Man in the White Pinpoint

Ralph Waldo Emerson’s friend, Henry David Thoreau, also advised: “Beware all enterprises that require new clothes.” When Emerson visited Thoreau who was in jail for refusing to pay his taxes in resistance to the Mexican War, Emerson asked: “Henry, what are you doing in there?” Thoreau replied, “Ralph, what are you doing out there?”

“Where Have All the Flowers Gone?” is the title of a Pete Seeger song. Though he was descended from old Dutch New York stock and educated at Avon Old Farms and Harvard and lived many years in Greenwich Village, I doubt he’d be pleased to have his words used to promote the purchase of new clothes when the world is burning up and New York is hazed from Oregon’s smoke 3000 miles away. Pete was an unrepentant communist (with a small “c”).

I’m not sure that you will publish this comment. I like your clothes, but there are things going on in this world that are more important. It’s nice to mention Arthur Ashe (an African-American), but if we really consider the messages in Princeton-man Scott Fitzgerald’s fiction, is he really telling us that buying clothes will save our souls? (Even if they have a club collar?)


I have Press items from the 60’s through the early ’90’s in rotation.

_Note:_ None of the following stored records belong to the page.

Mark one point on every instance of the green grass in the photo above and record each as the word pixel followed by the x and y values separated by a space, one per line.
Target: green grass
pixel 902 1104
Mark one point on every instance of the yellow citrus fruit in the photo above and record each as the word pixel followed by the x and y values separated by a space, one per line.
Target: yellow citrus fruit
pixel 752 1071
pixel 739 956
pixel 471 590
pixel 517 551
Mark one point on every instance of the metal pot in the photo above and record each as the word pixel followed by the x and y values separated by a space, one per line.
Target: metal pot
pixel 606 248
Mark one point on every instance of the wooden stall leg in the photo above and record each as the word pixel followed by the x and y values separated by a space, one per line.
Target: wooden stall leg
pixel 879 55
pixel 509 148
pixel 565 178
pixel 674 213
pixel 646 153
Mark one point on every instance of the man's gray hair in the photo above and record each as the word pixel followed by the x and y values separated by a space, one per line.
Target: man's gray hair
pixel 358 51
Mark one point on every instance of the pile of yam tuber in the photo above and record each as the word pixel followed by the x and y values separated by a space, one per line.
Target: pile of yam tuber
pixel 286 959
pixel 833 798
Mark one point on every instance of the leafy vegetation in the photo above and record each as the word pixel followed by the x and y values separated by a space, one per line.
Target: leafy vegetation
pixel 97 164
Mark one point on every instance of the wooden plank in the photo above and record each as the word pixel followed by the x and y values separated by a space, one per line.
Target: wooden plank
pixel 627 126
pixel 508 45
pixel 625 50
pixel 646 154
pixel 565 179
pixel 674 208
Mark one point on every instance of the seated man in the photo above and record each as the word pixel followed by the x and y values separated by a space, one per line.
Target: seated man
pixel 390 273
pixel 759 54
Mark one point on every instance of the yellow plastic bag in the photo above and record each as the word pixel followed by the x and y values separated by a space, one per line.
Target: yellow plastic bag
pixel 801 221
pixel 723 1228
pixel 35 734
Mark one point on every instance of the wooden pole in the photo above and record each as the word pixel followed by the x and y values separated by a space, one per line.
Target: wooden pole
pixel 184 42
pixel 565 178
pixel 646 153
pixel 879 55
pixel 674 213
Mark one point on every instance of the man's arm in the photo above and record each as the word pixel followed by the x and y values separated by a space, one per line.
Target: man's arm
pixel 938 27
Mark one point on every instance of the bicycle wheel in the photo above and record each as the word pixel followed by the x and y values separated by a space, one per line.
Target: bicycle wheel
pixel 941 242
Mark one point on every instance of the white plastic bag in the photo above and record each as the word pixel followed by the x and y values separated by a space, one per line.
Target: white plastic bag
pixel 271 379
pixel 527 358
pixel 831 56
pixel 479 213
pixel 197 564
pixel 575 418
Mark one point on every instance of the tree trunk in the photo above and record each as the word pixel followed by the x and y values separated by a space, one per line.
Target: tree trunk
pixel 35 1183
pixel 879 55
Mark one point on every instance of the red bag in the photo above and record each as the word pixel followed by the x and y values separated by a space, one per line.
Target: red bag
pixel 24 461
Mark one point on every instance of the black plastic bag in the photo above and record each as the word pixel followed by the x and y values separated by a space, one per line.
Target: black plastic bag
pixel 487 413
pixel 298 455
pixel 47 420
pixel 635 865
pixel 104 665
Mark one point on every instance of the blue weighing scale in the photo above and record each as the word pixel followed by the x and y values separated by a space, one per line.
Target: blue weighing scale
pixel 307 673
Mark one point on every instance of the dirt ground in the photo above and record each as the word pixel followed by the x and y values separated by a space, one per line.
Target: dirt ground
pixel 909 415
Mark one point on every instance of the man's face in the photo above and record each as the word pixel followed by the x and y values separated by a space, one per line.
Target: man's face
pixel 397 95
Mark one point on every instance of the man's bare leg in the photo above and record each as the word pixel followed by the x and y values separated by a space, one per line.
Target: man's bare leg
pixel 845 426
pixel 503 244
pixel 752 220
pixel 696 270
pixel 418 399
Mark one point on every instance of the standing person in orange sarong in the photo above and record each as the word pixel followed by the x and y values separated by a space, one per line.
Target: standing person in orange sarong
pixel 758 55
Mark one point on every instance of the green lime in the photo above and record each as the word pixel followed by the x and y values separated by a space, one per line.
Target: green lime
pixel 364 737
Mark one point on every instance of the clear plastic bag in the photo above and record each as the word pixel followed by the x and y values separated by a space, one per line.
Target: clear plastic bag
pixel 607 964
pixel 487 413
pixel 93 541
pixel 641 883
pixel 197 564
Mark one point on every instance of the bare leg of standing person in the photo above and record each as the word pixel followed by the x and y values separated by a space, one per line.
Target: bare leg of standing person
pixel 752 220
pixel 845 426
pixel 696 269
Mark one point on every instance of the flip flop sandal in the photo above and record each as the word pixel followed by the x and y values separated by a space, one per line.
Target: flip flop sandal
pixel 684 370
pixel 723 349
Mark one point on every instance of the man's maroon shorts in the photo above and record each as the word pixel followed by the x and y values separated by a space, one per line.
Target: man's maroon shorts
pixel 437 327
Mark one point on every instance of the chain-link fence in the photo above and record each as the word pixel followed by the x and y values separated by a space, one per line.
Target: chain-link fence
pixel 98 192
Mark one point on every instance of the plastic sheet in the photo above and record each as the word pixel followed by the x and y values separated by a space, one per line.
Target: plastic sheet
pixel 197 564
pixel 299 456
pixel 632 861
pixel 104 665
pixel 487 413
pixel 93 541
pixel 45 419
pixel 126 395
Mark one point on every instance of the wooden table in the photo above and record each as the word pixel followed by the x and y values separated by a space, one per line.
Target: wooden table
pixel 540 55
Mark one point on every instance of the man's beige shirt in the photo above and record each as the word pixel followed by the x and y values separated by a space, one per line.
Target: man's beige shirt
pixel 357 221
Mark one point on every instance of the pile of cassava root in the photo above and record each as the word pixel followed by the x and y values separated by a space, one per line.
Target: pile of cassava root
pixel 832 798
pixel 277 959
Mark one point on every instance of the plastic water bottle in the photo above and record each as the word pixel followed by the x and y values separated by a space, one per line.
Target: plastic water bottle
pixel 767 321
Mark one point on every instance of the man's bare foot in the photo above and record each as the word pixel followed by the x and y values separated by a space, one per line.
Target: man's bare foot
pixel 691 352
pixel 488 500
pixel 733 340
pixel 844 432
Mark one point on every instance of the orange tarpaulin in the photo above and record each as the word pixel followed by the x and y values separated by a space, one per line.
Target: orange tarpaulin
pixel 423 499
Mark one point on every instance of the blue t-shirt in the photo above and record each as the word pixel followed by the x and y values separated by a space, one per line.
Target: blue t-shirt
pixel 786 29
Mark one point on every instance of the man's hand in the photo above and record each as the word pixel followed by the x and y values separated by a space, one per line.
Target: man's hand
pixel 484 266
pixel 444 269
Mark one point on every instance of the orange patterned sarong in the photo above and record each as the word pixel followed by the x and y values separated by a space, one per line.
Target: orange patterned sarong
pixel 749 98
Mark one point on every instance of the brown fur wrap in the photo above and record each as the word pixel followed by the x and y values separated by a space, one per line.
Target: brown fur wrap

I buy each year from Press & never fear quality or fashion trends- it’s timeless.
When it comes to traditional clothing, no one does it better than J. Press.


In author Frank Hazard’s story THE WINDSOR KNOT, a “fastidiously dressed” college student explains that “he was invigorated when he was well-groomed and ‘crisp’ and so he was enabled to fit resolutely into his own presence and the distinctive image of himself that he immanently cultivated.”
Also: there are too many “newsmen” on television who a wear a blue suit with brown shoes.